The platform was the launch of the Property Market Report for H1 2017.

Finance Minister Deputy Finance Minister Datuk Lee Chee Leong graced the event followed by a Preliminary Property Market Brief 2017 by National Property Information Centre director Khuzaimah Abdullah.

Below are highlights of Lee and Khuzaimah’s analysis of the property sector for the first half of 2017

Overhang balloons to RM12.26bil

The number of unsold, but completed units, known as an overhang, hit a high of RM12.26bil as at the 1H2017. This is a rise from RM8.56bil a year ago, representing a rise of 40% (1H2015: RM4.92bil).

This overhang is rising across all states with the worse being Kedah (4,363 units), Johor (3,803) , Selangor (3,664), Perak (2,136) and Penang (2,041).

Most of the unsold units comprise high-rise units in the RM500,001 to RM1mil category because so many were launched the last several years. Units RM1mil and above also suffer this same dilemma.

In terms of value, RM3.44bil worth of high-rise were unsold while up to RM5.07bil in the RM1mil and above segment are still looking for owners.
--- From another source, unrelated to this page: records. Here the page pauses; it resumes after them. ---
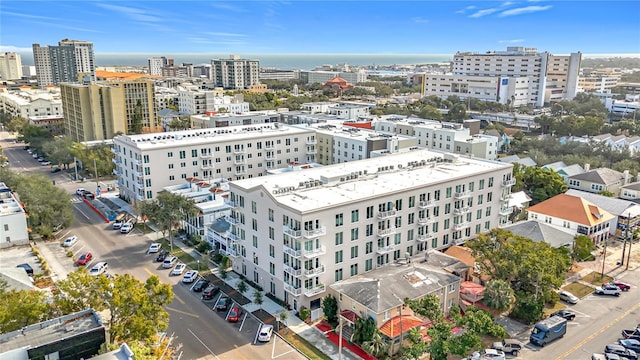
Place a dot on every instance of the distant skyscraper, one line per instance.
(235, 73)
(10, 66)
(64, 63)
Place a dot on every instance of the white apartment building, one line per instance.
(28, 102)
(331, 223)
(517, 76)
(13, 220)
(235, 73)
(147, 163)
(10, 66)
(337, 144)
(450, 137)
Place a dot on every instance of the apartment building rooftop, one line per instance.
(332, 185)
(208, 136)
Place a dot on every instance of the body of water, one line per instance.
(281, 61)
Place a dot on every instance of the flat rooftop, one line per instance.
(208, 136)
(51, 331)
(333, 185)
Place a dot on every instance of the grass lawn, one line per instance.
(303, 345)
(578, 289)
(596, 278)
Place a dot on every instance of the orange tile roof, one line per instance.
(408, 323)
(572, 208)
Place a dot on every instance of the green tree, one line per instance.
(330, 309)
(498, 295)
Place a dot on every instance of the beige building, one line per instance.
(147, 163)
(295, 234)
(101, 110)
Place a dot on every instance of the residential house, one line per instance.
(579, 216)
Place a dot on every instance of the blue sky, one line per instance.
(298, 26)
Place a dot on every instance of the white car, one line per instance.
(70, 241)
(190, 276)
(178, 270)
(154, 248)
(265, 333)
(126, 228)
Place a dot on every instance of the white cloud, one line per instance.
(524, 10)
(485, 12)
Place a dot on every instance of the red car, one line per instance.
(234, 314)
(84, 259)
(621, 285)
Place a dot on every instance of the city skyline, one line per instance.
(376, 27)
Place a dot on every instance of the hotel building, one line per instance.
(296, 233)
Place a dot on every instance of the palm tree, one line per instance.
(498, 295)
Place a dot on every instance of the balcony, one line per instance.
(385, 249)
(296, 234)
(314, 252)
(462, 195)
(424, 238)
(426, 220)
(291, 251)
(314, 233)
(386, 232)
(386, 214)
(426, 204)
(462, 211)
(292, 290)
(315, 290)
(461, 226)
(231, 220)
(292, 271)
(314, 272)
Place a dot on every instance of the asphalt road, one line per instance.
(198, 331)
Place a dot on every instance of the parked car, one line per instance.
(223, 303)
(210, 292)
(623, 286)
(84, 259)
(200, 285)
(508, 346)
(568, 297)
(631, 344)
(169, 261)
(190, 276)
(70, 241)
(99, 269)
(26, 268)
(162, 255)
(265, 333)
(234, 314)
(566, 314)
(154, 248)
(607, 290)
(620, 351)
(178, 269)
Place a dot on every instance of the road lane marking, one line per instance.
(600, 331)
(203, 344)
(182, 312)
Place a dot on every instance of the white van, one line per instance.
(98, 269)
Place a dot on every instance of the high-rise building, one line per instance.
(100, 110)
(10, 66)
(235, 73)
(70, 61)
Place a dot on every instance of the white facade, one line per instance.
(297, 233)
(147, 163)
(10, 66)
(13, 220)
(28, 102)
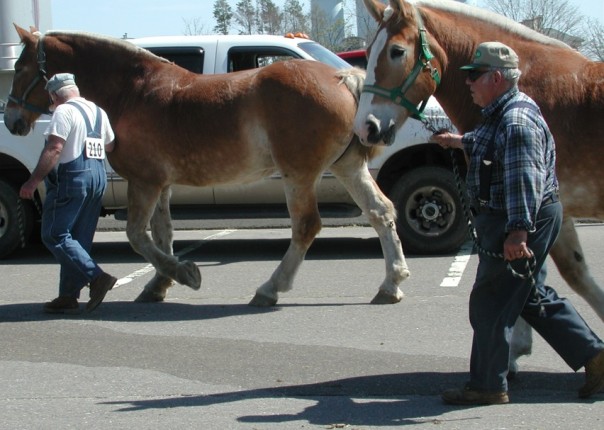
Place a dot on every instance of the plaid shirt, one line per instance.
(523, 172)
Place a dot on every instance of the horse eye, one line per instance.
(397, 52)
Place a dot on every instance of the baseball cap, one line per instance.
(493, 54)
(59, 81)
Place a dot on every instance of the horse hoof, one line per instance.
(150, 297)
(189, 275)
(383, 298)
(262, 301)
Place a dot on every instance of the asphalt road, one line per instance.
(322, 358)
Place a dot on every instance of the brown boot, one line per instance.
(98, 289)
(594, 376)
(62, 305)
(472, 397)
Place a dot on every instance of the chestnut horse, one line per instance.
(173, 126)
(418, 50)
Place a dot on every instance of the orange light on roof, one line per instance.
(298, 35)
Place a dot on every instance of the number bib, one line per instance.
(95, 148)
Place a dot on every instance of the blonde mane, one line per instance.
(110, 41)
(492, 18)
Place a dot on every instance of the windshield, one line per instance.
(324, 55)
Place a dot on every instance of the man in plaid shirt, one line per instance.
(513, 189)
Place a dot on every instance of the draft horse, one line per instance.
(173, 126)
(418, 50)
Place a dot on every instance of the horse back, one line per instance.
(291, 117)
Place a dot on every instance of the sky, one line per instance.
(139, 18)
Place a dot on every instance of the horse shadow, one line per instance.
(129, 311)
(369, 400)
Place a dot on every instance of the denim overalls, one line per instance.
(74, 192)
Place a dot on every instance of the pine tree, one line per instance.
(223, 15)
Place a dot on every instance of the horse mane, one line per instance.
(120, 44)
(492, 18)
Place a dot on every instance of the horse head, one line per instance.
(28, 99)
(402, 72)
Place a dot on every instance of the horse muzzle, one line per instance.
(377, 133)
(15, 123)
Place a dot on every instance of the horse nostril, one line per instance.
(373, 130)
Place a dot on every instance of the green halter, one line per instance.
(397, 95)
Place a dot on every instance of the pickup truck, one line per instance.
(414, 174)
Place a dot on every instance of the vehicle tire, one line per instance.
(430, 212)
(14, 233)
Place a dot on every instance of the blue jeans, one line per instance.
(71, 212)
(498, 299)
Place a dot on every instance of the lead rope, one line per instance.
(531, 262)
(20, 216)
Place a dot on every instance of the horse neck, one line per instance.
(455, 47)
(103, 73)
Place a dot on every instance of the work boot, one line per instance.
(98, 289)
(594, 376)
(473, 397)
(62, 305)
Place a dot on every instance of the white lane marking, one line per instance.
(149, 267)
(458, 266)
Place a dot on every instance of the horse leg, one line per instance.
(570, 260)
(161, 231)
(568, 257)
(141, 204)
(306, 224)
(351, 170)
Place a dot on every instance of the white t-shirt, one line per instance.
(67, 123)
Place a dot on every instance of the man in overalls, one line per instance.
(513, 188)
(72, 167)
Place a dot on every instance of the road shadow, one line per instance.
(148, 312)
(371, 400)
(219, 251)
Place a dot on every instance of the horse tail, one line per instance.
(354, 79)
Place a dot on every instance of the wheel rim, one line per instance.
(3, 219)
(430, 211)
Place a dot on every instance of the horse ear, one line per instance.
(375, 9)
(402, 8)
(25, 35)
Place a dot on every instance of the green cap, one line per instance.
(493, 54)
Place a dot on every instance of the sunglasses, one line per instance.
(474, 75)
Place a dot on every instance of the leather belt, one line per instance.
(478, 209)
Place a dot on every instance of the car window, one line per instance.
(251, 57)
(190, 58)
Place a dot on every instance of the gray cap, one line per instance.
(59, 81)
(493, 54)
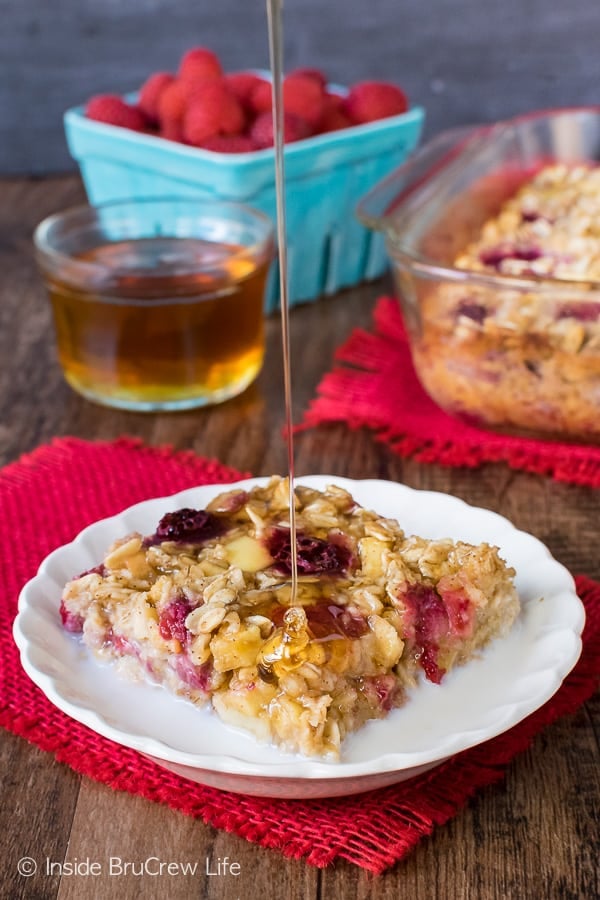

These unsold units represent a huge holding cost to developers. The function of a developer is to build properties and their aim is to sell as fast as possible. Once a unit is sold, they get their progressive payments.

If units remain unsold by the time the project is completed means they are left holding the baby. Total unsold units reached 20,876 compared to 14,792 units a year ago.

2018 expected to be soft

We are just about six weeks away for 2018. Going forward, the horizon seems rather bleak. Residentials continue to make up about 60% of transactions by volume, by value 48.4%.

The positive side is the degree of price increase is not as exorbitant — prices are moderating.

The Malaysian House Price Index (MHPI) up to 1H2017 continued to rise at a moderating trend with the MHPI at 184.1 points (2010: base year), up by 5.6% on annual basis.

Although market activity recorded negative growth, the rate of contraction has decreased. This means the market is gradually adjusting to the changing landscape.

Sales of new launches RM1mil and above

Up to 30% of new launches priced more than RM1mil were formally sold within six months of launch with the sales and purchase agreements (S&Ps) signed as at the first half of 2017 (1H2017).

This may be due to a rush for this segment because effective Jan 1, 2018, stamp duty for housing RM1mil and above will rise from 3% to 4%.

“We suspect there was a rush for this segment before Jan 1, 2018,” said Khuzaimah. This 30% rise is a spike compared to the 2.8% for the RM1mil segment a year ago.

In a way, this rise to 30% for the first half of 2017 is significant because in the first half of 2015, properties within this price range had a take-up rate of 36.3% with formalised S&Ps.

Properties RM400,000 and above continue to take up a large proportion of new launches in the country. They took up 49.8% of total units launched in the 1H2017 compared to 18.4% for properties between RM250,001 and RM300,000, and 10.5% for those priced between 300,001 and RM400,000.

And the most saleable?

Those between RM400,001 and RM500,000. Total units launched for this segment totalled 6,926, of which 2,001 units were formally sold.